Die Wölfin seufzte, ihr Kopf ruhte auf ihren Pfoten und ihr Blick ging ins Leere. Sie lag draußen vor der Höhle und starrte vor sich hin, doch der Anblick der Bäume stimmte sie nur noch trauriger. Hoch droben im Ahorn pfiff die Amsel, aber Naumi bemerkte ihre Anwesenheit gar nicht, erst als sie vor ihr landete sah sie den schwarzen Vogel. Schweigend trafen sich der blaue Blick der Wölfin und der Blick der Amsel.

Da begann das Tier zu pfeifen und zu singen, wie es das immer tat, aber der Liedtext war ein anderer als sonst. "Aufbruch, Aufbruch", rief sie und dann sang sie ein Lied vom Haus des Bauern und von Futterhäuschen voller Sonnenblumenkerne und Schmalz. Die Fähe stellte die Ohren betrübt zurück und der Vogel breitete seine Schwingen aus und flog mit schnellen Flügelschlägen davon. Diesmal würde er nicht am Abend wiederkehren und sich in seinem Baum schlafenlegen.

Weg ist sie, dachte Naumi. Und sie stellte sich vor wie die Amsel zu den Futterplätzen zu fliegen, die die Menschen ihnen im Winter zur Verfügung stellten. Sie stellte sich vor dort auf all die anderen Amseln, Meisen, Spechte und Eichhörnchen zu treffen, sich mit ihnen über den Sommer zu unterhalten und ihre Kinder kennen zu lernen. Ein Winter voll Nahrung und Betriebsamkeit, aus dem man im Frühjahr vielleicht mit einem Partner zurückkehren würde.

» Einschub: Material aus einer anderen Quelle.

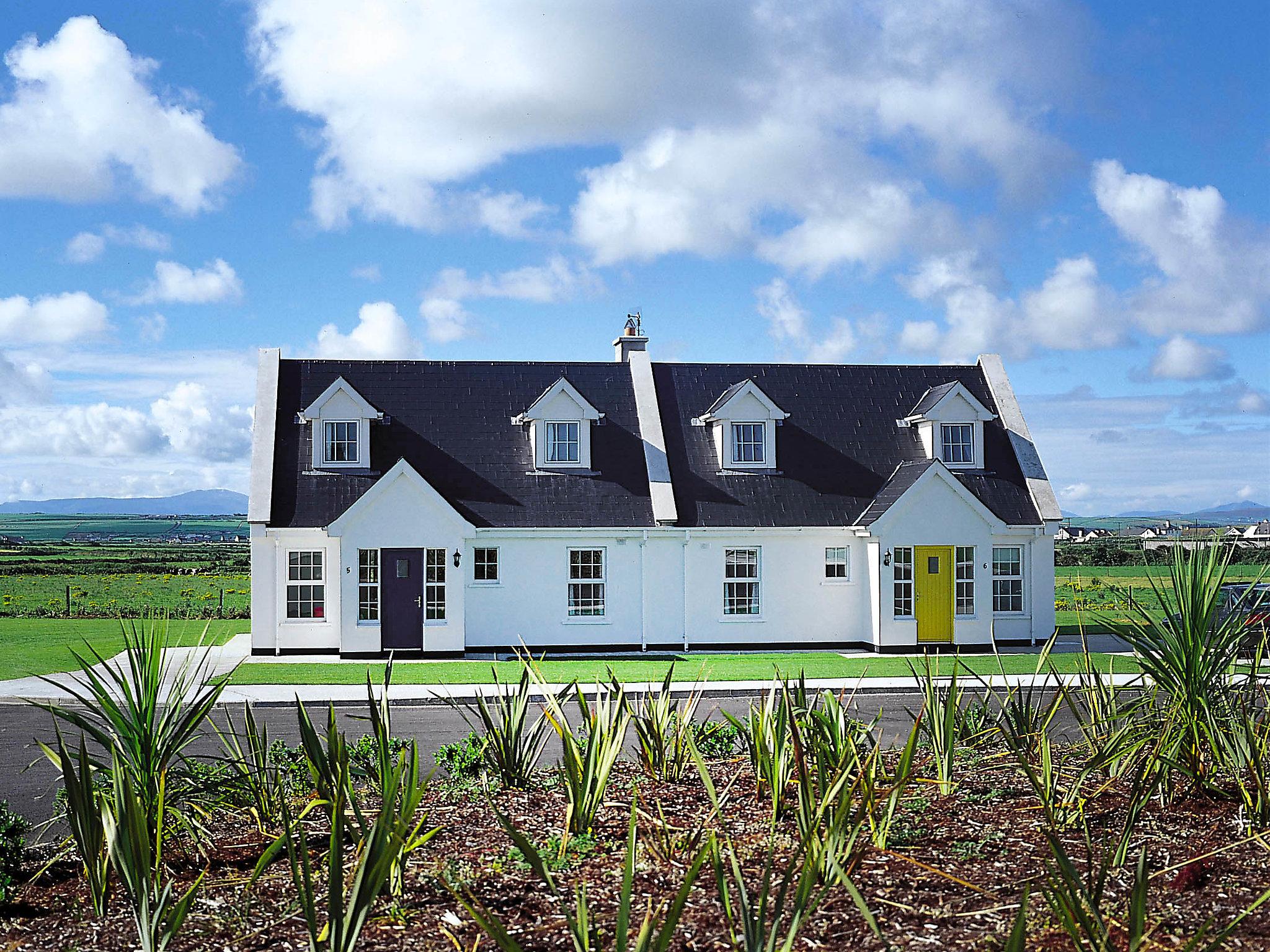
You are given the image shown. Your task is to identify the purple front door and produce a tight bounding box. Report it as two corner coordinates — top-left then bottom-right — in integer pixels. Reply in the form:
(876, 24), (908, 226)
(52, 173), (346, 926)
(380, 549), (423, 651)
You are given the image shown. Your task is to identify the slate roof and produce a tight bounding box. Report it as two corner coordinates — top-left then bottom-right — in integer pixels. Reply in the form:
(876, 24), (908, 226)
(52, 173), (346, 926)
(908, 381), (956, 416)
(653, 363), (1041, 526)
(269, 361), (654, 527)
(269, 361), (1041, 528)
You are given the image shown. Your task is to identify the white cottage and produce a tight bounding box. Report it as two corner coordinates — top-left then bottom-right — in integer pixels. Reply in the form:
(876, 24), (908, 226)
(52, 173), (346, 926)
(249, 322), (1060, 656)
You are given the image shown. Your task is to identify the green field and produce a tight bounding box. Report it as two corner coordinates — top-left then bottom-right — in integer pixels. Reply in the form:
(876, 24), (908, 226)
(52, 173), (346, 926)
(1054, 565), (1266, 633)
(0, 514), (247, 542)
(0, 573), (252, 618)
(0, 618), (246, 681)
(226, 651), (1139, 684)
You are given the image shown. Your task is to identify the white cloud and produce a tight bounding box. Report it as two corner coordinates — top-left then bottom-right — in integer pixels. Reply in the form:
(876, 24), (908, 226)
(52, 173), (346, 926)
(137, 314), (167, 344)
(1150, 334), (1235, 379)
(0, 17), (241, 213)
(755, 278), (808, 343)
(755, 278), (856, 363)
(1059, 482), (1093, 503)
(899, 252), (1126, 362)
(314, 301), (420, 361)
(150, 382), (252, 462)
(1021, 255), (1126, 350)
(0, 353), (48, 407)
(66, 231), (105, 264)
(419, 255), (603, 344)
(0, 403), (167, 457)
(66, 224), (171, 264)
(0, 291), (109, 344)
(253, 0), (1081, 258)
(1093, 160), (1270, 335)
(128, 258), (242, 305)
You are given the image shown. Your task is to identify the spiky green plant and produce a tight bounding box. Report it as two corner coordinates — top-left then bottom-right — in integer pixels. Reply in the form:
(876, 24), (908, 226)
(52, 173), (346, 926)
(445, 656), (551, 790)
(533, 670), (631, 845)
(102, 756), (203, 952)
(1114, 545), (1260, 786)
(296, 694), (367, 839)
(445, 797), (709, 952)
(213, 700), (287, 832)
(908, 655), (964, 796)
(724, 678), (797, 824)
(631, 664), (701, 783)
(35, 617), (228, 839)
(39, 730), (110, 915)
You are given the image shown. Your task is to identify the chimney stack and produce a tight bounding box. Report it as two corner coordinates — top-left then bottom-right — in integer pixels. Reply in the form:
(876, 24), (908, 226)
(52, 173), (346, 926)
(613, 311), (647, 363)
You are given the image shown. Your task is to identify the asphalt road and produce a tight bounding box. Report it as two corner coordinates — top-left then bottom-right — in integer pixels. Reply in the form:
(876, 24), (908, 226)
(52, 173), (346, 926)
(0, 692), (921, 822)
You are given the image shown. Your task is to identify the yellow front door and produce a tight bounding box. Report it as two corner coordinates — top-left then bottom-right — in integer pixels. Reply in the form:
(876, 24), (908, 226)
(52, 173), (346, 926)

- Hinter einer Wand aus Eis

Schritte hingen in der Luft, sie schienen auf einem dünnen Wolkenfilm Millimeter über dem Erdboden zu schweben, sodass sie niemand hören konnte. Die Gestalt war groß, sie hatte keine feste From, war nur eine wabernde, flackender Masse. Ein Zucken ging durch den Leib der Grauen bevor sie erwachte. Sie starrte gebannt auf die Höhlendecke, ihre Ohren waren gespitzt.

"Ein Traum?", fragte sie sich, bevor sie auf den kleinen Wolf hinabblickte der an ihrer Seite schlief. Irgendetwas in ihrem Inneren sagte ihr, dass sie sich nicht gettäuscht hatte. Aber was wenn sie sich doch irrte? Es war so still, als ob alles um sie herum gestorben wäre. Sie legte ihren Kopf auf den Rücken des Weißen und versuchte weiter zu schlafen, aber es ging nicht. Das Gefühl ließ sie einfach nicht los. Es war so penetrant und gegenwärtig, als ob es ihr ihre Kraft entziehen würde. Schutzsuchend griff Naumi nach ihrem Element, aber es hatte sich eine große Wand aus Eis um ihre Kraft gelegt. Erneut zuckte die Wölfin zusammen und riss den Kopf hoch, dieses Mal so heftig, dass der kleine Wolf ebenso aufschreckte. Verwirrt blickte er sie an.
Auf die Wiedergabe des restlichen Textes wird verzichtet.